Content Management Systems range from very basic databases, to sophisticated tailor-made applications. They facilitate easier tracking of different parts of a Web site, enabling, for example, staff to easily see where changes have been made recently and - perhaps - where they might need to make changes (a 'News' page that hasn't been edited for 6 months?). They also ease the handling of routine updating/modifying of pages, where you want to change a logo or text on every page, for example.
A CMS can also simplify internal workflow processes and can ensure that you are working with a single master copy of each digital asset.
However there are other approaches which may be useable, such as making use of server-side scripting to manage resources.
Solutions may include:
Use of a dedicated CMS system. Note this may be expensive, and there may be costs in learning the system, using it, etc. In addition you should ensure that an 'off-the-shelf' CMS product supports the metadata standards one might expect to use.
Use of a an open source CMS system. This avoids licence costs, but there are still resource issues.
Use of a database. May manage the resources but will it address issues such as workflow?
Use of server-side scripting approaches, such as PHP (Unix) and ASP (NT). These may allow bespoke applications to be developed, and may sit on top of databases.
To summarise then, the issue to be aware of is the difficulties in maintaining resources in formats such as HTML. Using flat files and a CMS and/or databse is a way of addressing this management issue. Whilst it is not an explicit requirement that projects manage their resources with a CMS and/or a database, if such tools are not used, the project must show how it intends to faciltate good management of its digital assets.
Advice on selecting scanning equipment can be found in the
Digitistation Process information paper available at:
Suitable resolutions for digital master files for various media types are discussed in the HEDS Matrix , and the JIDI Feasibility Study  contains a useful table of baseline standards of minimum values of resolutions according to original material type.
A detailed discussion of resolution, binary and bit depth can be found on TASI's Web pages  and a good basic guide to colour capture can also be found on the EPIcentre Web pages .
References refer to :
Also both the HEDS and TASI sites, particularly at:
5. Which is better SQL Server or an Access Database?
MS Access was designed as a database system for small scale office use. It was not designed for use as a database server, although it can be used in this mode for simple use.

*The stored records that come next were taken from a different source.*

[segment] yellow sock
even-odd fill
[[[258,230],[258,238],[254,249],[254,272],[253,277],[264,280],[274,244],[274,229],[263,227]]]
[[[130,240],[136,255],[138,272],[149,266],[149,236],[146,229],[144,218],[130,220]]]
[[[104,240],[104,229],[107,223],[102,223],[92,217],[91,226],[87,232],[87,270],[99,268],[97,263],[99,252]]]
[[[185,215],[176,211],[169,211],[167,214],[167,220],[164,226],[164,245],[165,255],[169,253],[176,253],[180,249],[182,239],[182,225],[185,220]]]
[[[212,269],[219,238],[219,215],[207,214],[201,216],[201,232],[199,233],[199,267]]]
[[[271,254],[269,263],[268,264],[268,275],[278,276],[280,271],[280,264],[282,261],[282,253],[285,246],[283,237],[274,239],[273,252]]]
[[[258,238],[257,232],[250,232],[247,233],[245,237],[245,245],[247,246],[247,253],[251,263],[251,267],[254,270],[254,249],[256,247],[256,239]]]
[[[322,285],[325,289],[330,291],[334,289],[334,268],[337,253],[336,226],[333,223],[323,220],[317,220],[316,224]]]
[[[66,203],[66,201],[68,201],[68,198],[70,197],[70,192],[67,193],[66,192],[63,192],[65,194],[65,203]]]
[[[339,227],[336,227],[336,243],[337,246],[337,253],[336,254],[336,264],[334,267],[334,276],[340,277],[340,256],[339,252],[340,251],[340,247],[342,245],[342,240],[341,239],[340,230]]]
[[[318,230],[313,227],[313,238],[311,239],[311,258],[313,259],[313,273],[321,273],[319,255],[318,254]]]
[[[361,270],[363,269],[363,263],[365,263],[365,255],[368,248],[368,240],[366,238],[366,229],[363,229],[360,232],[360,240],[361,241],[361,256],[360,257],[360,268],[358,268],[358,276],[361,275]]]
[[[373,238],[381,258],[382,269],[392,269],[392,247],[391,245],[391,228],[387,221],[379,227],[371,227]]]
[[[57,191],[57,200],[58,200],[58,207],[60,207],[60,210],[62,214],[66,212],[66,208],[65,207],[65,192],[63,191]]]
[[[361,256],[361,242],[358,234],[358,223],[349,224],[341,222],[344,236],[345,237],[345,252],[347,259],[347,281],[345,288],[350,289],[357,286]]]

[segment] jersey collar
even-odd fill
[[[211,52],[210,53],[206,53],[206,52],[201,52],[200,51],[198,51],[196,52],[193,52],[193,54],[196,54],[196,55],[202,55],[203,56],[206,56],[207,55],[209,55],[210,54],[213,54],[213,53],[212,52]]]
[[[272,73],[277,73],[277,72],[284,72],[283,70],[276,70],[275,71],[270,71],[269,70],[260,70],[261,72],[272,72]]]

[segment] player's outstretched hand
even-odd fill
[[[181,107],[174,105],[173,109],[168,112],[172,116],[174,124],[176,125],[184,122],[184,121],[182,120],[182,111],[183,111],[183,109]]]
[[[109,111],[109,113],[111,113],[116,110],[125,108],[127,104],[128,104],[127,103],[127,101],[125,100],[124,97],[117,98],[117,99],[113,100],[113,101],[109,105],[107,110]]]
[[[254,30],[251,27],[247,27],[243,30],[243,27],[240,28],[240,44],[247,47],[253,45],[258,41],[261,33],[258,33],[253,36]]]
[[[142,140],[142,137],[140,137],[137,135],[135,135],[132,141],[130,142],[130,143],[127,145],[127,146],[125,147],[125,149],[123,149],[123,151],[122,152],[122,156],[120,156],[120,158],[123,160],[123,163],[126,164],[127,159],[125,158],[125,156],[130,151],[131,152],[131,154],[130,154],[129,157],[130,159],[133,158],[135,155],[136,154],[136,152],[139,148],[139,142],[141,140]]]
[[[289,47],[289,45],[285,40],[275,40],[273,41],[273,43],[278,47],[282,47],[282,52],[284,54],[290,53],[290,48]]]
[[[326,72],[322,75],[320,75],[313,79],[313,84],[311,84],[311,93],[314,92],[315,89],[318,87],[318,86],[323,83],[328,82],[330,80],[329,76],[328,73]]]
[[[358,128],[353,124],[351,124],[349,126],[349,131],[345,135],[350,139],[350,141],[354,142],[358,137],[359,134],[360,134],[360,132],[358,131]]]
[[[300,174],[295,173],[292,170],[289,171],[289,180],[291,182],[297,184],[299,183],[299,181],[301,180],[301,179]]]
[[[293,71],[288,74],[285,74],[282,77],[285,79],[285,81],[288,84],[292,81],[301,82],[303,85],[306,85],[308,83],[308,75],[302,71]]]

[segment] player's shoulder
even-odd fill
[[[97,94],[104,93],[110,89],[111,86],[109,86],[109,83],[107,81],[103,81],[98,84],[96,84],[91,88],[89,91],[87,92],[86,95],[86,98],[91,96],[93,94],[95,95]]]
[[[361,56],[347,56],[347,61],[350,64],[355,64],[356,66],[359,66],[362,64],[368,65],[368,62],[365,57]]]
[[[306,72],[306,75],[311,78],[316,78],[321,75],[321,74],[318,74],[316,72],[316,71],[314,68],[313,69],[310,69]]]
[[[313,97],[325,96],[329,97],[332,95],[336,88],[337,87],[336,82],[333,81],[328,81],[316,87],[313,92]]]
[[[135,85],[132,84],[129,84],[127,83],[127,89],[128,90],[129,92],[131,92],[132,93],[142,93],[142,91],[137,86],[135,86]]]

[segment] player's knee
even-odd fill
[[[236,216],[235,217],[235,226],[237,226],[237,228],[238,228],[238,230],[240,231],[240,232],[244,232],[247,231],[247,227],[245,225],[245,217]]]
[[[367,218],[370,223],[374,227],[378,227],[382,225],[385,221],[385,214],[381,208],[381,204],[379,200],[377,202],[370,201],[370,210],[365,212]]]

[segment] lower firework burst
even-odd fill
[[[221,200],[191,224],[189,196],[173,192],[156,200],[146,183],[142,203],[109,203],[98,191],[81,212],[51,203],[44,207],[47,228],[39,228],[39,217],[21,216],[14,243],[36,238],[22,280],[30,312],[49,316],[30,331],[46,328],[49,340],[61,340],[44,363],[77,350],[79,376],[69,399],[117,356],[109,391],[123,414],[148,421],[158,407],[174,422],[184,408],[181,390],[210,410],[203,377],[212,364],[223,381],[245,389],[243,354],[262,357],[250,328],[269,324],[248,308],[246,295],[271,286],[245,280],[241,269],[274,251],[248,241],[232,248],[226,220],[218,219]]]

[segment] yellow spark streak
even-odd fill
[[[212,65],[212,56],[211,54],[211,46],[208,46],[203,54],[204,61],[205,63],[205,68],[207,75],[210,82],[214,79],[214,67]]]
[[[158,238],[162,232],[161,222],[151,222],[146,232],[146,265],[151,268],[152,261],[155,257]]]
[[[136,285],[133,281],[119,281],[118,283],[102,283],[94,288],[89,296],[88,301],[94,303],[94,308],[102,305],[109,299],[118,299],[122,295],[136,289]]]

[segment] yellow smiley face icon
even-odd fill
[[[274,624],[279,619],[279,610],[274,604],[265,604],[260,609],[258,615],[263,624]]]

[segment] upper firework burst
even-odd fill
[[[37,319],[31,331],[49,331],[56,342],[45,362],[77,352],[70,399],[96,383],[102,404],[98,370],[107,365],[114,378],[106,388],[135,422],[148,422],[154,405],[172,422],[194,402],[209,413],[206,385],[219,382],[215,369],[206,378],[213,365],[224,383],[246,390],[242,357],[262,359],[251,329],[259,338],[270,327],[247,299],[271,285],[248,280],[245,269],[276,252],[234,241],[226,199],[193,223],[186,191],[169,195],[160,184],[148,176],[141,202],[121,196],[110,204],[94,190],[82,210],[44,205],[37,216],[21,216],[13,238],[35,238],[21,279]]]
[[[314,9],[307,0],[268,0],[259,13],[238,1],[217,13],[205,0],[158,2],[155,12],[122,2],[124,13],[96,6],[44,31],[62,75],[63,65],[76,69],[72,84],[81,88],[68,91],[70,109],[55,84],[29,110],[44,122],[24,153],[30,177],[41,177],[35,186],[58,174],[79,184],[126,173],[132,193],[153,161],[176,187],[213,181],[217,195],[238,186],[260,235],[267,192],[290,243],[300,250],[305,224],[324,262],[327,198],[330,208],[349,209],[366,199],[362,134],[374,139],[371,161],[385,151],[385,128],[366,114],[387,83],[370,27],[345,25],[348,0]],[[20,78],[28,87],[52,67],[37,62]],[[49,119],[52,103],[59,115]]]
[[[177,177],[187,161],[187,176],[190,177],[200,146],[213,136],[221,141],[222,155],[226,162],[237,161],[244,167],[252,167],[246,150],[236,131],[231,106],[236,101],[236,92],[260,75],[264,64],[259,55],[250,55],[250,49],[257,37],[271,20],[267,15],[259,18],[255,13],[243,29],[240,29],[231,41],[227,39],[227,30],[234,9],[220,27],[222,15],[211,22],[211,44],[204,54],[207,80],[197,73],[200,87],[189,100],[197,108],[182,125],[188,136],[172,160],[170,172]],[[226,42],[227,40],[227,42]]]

For further information we suggest you look at the Microsoft Web site.
Some comments on Access vs SQLServer are available at:
You may also wish to look at:
Although Access may be capable of handling the sorts of query volume you suggest, at least in the short term, you do need to consider scalability (SQLServer scales better), Web site integration (SQLServer *probably* integrates better), enterprise access to the data (SQLServer will better enable intranet access to the data, etc).
Data structures are unlikely to be affected by a move to SQLServer.
6. Would NOF recommend the web site to be hosted on its own dedicated server or on a shared server? What are the things I should bear in mind to take such a decision?
The issues to be considered in making this decision relate to performance, security and potential conflicts between software applications:
Performance - with a shared server, projects will need to ensure that the performance of their service is not impacted by the other things the server is doing. Peak access times (of both the project's service and the other services on the shared machine) need to be considered. Projects need to think about the performance of the server itself, as well as available network bandwidth to the machine.
Security - as a general rule, the more services offered by a machine, the harder it is to make that machine secure. Projects should ensure that any machine they use is operated in a secure manner.
Conflicts - on a shared server there are more likely to be software conflicts, e.g. to run package X, package Y needs to be installed, but this conflicts with package Z that is already installed for some other service. There are also issues associated with hosting more than one Web server on a single machine. Typically these are resolved by hosting multiple 'named virtual hosts' (though under some operating systems it is also possible to assign multiple 'virtual' IP addresses to a single network interface, or to install multiple network interfaces). Where 'named virtual hosts' are used it should be noted that the browser must support HTTP 1.1. However, this is not a significant problem. The Apache manual says:
"The main disadvantage [of name-based virtual hosts] is that the client must support this part of the protocol. Almost all browsers do, but there are still tiny numbers of very old browsers in use which do not."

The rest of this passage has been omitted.